Sports betting is a lucrative business in Nigeria and the most common type of gambling. In 2014, about 60 million Nigerians placed sports bets worth $4.99 million on a daily basis. That number steadily increased as more betting companies opened up outlets in similar shop spaces across the country.
Many participants see betting as a way to gain extra cash in the country’s struggling economy, and the prevalent soccer culture also boosts sports betting. Yet most sports gamblers lose money in betting.
More than 50 companies in Nigeria now provide access to betting in multiple leagues. Gamblers can predict the final score, a draw, or whether the home or visiting team will win, among other options.
Back at the bet shop, Michael agrees that economic hardship, backed by a love for soccer, pushed him to give it a shot: “At least if I could make money, it will help me.”
Yet in the past two years, he’s never won more than $4. Joseph Habu, a 26-year-old who comes in to bet at least four days a week, started playing the sport in 2016 and still has not secured a major win.
But it’s the few success stories that garner public attention. In March, one betting company announced that Michael Arowosegbe—a student—won $2,772 after correctly predicting 13 games.
Keleenna Onyeaka, an investment banking analyst, explained that, statistically, betting is designed for gamblers to lose. The companies begin the process by only revealing a fraction of the odds for each game.
“The reason they are able to do this is because they have a lot more and better quality data, which helps them get closer to the true probabilities,” he said. “Once they have this, then they can mathematically calculate the odds they offer us in order both to attract us to bet while staying one step ahead statistically.”
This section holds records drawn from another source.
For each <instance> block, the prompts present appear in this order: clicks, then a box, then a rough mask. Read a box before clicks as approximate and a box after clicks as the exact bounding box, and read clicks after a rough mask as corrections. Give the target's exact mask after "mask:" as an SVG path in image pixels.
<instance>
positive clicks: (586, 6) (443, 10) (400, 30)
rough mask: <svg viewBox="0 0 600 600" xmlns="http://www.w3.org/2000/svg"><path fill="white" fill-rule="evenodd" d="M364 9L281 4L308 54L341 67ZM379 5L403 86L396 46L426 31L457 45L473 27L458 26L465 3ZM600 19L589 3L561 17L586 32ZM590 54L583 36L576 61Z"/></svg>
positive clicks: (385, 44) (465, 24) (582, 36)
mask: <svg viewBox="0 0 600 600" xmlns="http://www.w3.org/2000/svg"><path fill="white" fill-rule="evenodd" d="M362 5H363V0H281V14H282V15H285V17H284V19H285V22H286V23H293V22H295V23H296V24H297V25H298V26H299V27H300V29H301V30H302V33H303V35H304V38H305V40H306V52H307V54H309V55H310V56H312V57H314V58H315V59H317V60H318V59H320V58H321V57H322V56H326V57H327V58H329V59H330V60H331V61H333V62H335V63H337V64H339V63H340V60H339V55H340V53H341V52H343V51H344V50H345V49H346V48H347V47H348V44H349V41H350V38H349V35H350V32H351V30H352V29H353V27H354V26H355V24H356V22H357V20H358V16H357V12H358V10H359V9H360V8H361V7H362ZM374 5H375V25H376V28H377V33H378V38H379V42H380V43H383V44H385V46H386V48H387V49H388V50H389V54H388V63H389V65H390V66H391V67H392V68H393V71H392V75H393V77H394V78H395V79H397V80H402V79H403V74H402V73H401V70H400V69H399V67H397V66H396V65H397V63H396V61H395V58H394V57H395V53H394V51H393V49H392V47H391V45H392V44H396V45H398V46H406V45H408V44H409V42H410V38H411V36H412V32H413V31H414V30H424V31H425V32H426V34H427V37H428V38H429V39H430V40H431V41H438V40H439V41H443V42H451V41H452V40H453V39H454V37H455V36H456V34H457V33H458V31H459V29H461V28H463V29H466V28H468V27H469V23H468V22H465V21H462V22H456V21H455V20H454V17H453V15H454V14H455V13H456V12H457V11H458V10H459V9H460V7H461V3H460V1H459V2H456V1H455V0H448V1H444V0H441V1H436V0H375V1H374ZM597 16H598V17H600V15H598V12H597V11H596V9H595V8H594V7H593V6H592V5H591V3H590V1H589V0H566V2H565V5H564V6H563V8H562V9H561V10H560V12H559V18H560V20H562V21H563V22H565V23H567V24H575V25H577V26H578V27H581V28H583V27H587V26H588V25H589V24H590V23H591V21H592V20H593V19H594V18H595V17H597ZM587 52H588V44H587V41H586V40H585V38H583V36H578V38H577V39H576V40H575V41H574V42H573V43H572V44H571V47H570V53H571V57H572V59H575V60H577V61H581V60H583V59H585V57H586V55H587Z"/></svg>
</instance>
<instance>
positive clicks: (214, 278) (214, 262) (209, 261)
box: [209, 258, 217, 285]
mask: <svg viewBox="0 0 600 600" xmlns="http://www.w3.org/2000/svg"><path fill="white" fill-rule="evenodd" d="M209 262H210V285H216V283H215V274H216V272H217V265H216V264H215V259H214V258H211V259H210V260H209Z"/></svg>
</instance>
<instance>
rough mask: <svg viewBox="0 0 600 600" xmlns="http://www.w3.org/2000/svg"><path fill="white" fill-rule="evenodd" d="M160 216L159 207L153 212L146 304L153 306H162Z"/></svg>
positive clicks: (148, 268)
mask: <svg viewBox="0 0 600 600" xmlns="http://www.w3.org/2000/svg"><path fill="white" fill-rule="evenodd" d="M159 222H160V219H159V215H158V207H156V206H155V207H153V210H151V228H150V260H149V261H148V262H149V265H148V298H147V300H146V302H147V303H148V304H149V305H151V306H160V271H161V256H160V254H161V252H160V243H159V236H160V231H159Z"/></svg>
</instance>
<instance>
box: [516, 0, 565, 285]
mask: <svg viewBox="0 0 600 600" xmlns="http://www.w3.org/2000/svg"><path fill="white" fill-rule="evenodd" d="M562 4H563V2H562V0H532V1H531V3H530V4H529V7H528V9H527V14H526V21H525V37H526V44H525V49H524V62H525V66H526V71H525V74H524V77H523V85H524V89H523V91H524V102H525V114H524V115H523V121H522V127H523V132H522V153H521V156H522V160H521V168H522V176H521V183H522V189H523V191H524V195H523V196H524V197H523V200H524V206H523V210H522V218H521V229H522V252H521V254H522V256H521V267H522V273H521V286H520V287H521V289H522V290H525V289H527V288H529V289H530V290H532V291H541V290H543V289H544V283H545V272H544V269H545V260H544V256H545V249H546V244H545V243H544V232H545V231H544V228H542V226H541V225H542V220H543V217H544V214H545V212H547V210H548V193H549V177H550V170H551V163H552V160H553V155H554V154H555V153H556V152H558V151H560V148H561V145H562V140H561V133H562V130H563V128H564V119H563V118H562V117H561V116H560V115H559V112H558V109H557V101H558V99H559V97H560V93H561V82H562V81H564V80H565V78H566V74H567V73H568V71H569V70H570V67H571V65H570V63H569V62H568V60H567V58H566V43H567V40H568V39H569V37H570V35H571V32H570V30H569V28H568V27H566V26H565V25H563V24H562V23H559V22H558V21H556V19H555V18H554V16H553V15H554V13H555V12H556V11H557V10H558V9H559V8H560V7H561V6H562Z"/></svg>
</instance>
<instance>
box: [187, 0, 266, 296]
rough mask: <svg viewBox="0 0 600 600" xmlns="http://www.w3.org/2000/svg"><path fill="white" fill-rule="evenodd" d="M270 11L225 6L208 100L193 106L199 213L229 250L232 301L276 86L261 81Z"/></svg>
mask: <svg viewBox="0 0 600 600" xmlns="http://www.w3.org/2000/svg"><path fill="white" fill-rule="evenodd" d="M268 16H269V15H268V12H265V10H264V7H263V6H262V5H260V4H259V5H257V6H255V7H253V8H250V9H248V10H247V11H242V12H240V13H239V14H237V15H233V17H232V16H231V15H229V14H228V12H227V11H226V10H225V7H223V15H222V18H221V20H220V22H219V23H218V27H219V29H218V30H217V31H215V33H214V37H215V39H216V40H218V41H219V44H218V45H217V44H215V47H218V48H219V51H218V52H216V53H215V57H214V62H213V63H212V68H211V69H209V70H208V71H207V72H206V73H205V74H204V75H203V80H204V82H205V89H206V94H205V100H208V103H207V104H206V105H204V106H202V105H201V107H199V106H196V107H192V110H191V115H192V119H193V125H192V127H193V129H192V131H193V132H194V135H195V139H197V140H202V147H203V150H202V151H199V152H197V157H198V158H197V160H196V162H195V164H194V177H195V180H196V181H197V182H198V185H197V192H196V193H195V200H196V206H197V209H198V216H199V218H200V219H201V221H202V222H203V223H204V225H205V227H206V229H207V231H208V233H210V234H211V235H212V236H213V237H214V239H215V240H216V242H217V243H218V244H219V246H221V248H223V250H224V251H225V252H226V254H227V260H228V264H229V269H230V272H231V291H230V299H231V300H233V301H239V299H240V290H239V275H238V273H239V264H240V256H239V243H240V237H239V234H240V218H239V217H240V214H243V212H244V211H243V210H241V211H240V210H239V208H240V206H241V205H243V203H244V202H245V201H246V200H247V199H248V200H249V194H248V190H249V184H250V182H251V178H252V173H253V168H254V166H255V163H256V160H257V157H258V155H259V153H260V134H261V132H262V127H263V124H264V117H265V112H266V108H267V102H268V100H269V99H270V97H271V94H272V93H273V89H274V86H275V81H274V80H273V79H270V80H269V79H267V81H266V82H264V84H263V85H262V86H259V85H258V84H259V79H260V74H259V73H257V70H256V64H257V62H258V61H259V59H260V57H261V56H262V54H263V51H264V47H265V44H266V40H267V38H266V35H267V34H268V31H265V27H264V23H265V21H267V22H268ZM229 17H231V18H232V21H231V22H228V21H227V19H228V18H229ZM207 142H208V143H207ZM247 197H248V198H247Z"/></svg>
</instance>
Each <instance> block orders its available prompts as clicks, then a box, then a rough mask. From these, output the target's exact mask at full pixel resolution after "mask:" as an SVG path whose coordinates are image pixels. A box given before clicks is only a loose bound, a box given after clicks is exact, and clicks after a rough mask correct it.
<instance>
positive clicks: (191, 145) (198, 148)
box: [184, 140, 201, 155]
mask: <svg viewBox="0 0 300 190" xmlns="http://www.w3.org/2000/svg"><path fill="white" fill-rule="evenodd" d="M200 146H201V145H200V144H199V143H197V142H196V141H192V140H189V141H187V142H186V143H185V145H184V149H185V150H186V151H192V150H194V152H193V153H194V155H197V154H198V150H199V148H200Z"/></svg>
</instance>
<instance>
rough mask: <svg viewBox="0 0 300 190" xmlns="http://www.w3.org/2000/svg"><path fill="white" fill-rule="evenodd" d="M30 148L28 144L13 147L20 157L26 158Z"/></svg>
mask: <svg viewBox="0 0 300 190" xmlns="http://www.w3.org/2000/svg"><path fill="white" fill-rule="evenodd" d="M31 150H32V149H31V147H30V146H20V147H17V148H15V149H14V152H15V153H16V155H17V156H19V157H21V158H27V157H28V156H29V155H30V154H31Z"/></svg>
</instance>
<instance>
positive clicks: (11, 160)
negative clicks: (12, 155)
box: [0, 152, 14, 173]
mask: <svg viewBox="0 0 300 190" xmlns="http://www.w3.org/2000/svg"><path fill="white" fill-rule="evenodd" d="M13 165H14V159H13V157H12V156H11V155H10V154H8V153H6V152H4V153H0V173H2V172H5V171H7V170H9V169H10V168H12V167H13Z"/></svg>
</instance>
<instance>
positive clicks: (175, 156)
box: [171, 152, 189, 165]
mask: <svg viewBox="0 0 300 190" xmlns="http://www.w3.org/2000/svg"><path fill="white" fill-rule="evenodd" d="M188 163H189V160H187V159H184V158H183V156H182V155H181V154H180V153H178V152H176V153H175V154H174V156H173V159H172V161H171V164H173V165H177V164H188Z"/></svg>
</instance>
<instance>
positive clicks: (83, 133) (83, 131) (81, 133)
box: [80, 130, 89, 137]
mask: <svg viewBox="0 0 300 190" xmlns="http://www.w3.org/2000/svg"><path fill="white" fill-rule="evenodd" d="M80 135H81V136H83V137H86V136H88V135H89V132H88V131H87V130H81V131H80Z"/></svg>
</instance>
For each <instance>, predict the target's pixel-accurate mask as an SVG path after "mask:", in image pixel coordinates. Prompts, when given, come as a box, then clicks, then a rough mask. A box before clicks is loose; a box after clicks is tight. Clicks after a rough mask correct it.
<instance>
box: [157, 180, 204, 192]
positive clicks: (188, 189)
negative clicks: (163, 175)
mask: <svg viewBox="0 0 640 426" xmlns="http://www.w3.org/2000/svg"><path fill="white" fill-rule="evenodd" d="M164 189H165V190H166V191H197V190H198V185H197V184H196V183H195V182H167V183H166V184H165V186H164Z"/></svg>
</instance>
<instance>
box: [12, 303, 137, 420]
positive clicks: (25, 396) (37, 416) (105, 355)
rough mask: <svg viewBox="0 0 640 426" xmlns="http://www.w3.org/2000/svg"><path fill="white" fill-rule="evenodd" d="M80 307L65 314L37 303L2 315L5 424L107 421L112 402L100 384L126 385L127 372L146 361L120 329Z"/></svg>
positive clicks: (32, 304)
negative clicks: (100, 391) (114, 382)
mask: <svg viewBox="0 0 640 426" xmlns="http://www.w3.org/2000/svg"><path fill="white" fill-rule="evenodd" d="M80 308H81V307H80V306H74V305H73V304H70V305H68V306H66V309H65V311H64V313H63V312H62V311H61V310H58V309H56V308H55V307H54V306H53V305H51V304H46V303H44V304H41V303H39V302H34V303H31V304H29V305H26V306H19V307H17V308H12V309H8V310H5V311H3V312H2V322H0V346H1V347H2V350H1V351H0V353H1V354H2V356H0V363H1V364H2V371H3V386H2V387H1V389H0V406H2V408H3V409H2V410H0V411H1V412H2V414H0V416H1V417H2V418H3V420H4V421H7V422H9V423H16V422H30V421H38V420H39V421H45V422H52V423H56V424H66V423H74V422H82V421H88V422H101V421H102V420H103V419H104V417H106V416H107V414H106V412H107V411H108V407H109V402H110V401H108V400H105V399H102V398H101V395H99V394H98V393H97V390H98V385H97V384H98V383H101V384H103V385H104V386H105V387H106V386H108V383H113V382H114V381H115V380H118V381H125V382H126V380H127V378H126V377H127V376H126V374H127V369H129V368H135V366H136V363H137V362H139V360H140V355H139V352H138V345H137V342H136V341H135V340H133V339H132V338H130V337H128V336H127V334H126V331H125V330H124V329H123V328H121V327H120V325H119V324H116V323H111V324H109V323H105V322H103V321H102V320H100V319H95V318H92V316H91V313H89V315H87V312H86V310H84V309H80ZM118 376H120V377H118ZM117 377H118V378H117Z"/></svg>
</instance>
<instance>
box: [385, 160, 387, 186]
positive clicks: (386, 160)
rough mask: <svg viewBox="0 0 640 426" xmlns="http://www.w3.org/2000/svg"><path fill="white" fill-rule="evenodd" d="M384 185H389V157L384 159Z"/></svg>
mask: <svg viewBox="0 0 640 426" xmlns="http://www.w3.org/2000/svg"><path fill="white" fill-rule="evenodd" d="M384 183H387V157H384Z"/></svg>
To keep business moving when soccer leagues are off-season, some companies offer virtual gaming, which uses computer-generated outcomes. They also offer betting on tennis and dog racing and through online casinos.
The international market has cashed in on the craze. British online betting firm Betway has opened branches in Nigeria, Kenya, Uganda, and Ghana. Slovakian DOXXbet and Russian-based 1XBet also operate in Nigeria.
In Kenya, the government last year introduced a 15 percent tax on gambling operators and a 20 percent tax on bettors’ winnings.
Ugandan President Yoweri Museveni in January opted to stop licensing sports betting companies completely. He said sports gambling diverts the attention of youths from hard work and encourages capital flight by foreign-owned companies. He called for financial literacy efforts to educate Nigerians about the cons of gambling.
Modestus Ahamefuna, a full-time gambler, disagrees with the idea that gambling promotes laziness. The mechanical engineering graduate lost his job last year and embraced gambling to sustain himself while searching for another job.
Ahamefuna said it requires time and effort to study the game and successfully forecast the outcome. He once bet less than $7 and won $1,000. But the week I met him, he lost at least $140 and couldn’t afford to pay for cooking gas.
Jonathan Michael, the barbershop worker, hasn’t had any big wins, “but I keep on playing—[and] hopefully one day.”